The #K_c# for the equation shown below is #0.543# at #425^@"C"#. What is the value of #K_c# for the reverse equation?
#"H"_2(g) + "I"_2(g) rightleftharpoons 2"HI"(g)#
1 Answer
Explanation:
The thing to remember here is that the equilibrium constant of the forward reaction is always equal to the inverse of the equilibrium constant of the reverse reaction or vice versa.

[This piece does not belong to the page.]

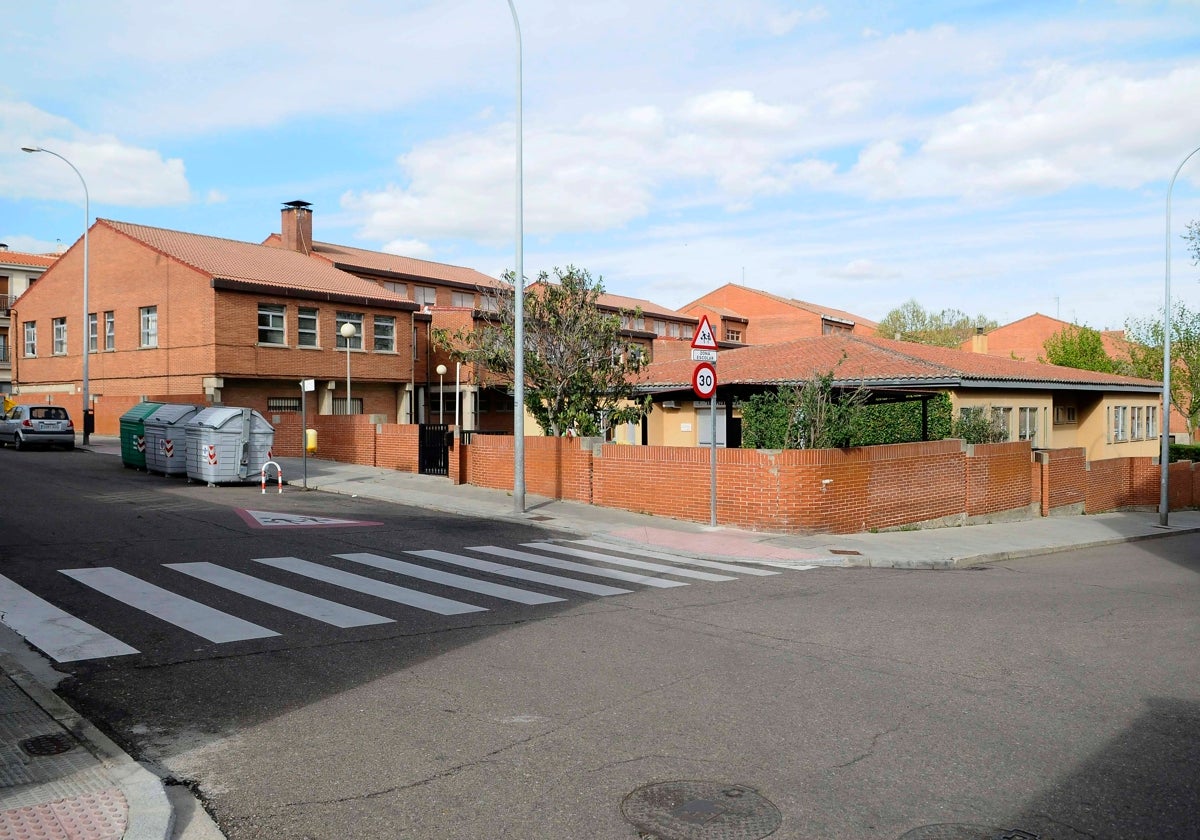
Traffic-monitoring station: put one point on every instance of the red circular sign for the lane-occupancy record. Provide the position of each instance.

#K_ (c \ "forward") = 1/K_ (c \ "reverse"#
So in your case, you would have
#K_ (c \ "reverse") = 1/K_ (c \ "forward")#
#K_ (c \ "reverse") = 1/0.543 = color(darkgreen)(ul(color(black)(1.84)))#
To prove that this is the case, simply write the expression of the equilibrium constant for the forward reaction
#"H"_ (2(g)) + "I"_ (2(g)) rightleftharpoons 2"HI"_ ((g))#
You will have
#K_ (c\ "forward") = (["HI"]^2)/(["H"_2] * ["I"_2])#
Now do the same for the reverse reaction
#2"HI"_ ((g)) rightleftharpoons "H"_ (2(g)) + "I"_ (2(g))#
This time, you will have
#K_ (c \ "reverse") = (["H"_2] * ["I"_2])/(["HI"]^2)#
As you can see, you have
#K_ (c \ "forward") = (["HI"]^2)/(["H"_ 2] * ["I"_ 2]) = 1/((["H"_ 2] * ["I"_ 2])/(["HI"]^2)) = 1/K_ (c \ "reverse")#
and so
#K_ (c \ "reverse") = 1/0.543 = color(darkgreen)(ul(color(black)(1.84)))#
The answer is rounded to three sig figs.